D.R.: I’ve been thinking about it for a long time, and it was inspired simultaneously from several different places. I think it started when I was writing Testament, a Vertigo title that reenacts the Bible in a near-future dystopia. And I remember someone at DC telling me that there was a company rule that stated you weren’t allowed to put Jesus and a superhero in the same panel. That idea stuck with me, and I started to imagine ultimate X vs. Y books.

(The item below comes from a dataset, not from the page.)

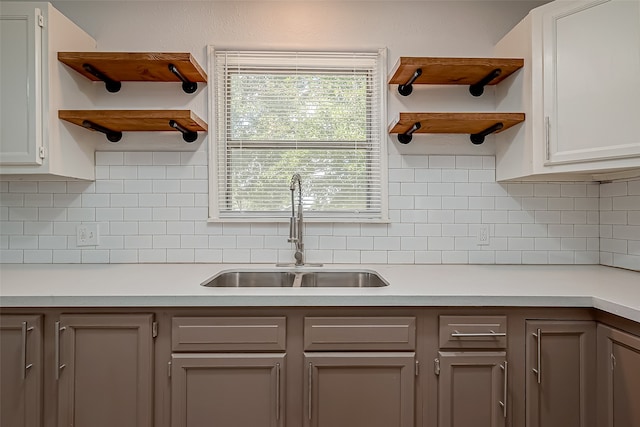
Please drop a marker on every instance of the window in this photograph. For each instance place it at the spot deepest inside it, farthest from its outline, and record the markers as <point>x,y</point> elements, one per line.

Meanwhile, I was very interested in doing something on how the image and branding sensibilities of the Nazis have trickled down to us in the form of advertising today. In essence, as I’ve written in some of my nonfiction books, like Life Inc, the fascists won the war. We have a fascism of false choice in America (McDonald’s or Burger King? Coke or Pepsi? Apple or Android?), where we have lots of decisions we get to make but they all involve getting money from the same places and giving it to the same shareholders.

And—since engaging with Leary and William Burroughs and playing with Genesis Breyer P-Orridge, I’ve been aware that corporate logos are an extension of sigil magic—these are “charged” symbols that spread through culture and amplify the perceived power of the corporations they represent. And all that came originally from Aleister Crowley’s magical techniques. So how did Crowleyan magic end up the go-to methodology for American corporations? And what did this have to do with World War II and the Nazis?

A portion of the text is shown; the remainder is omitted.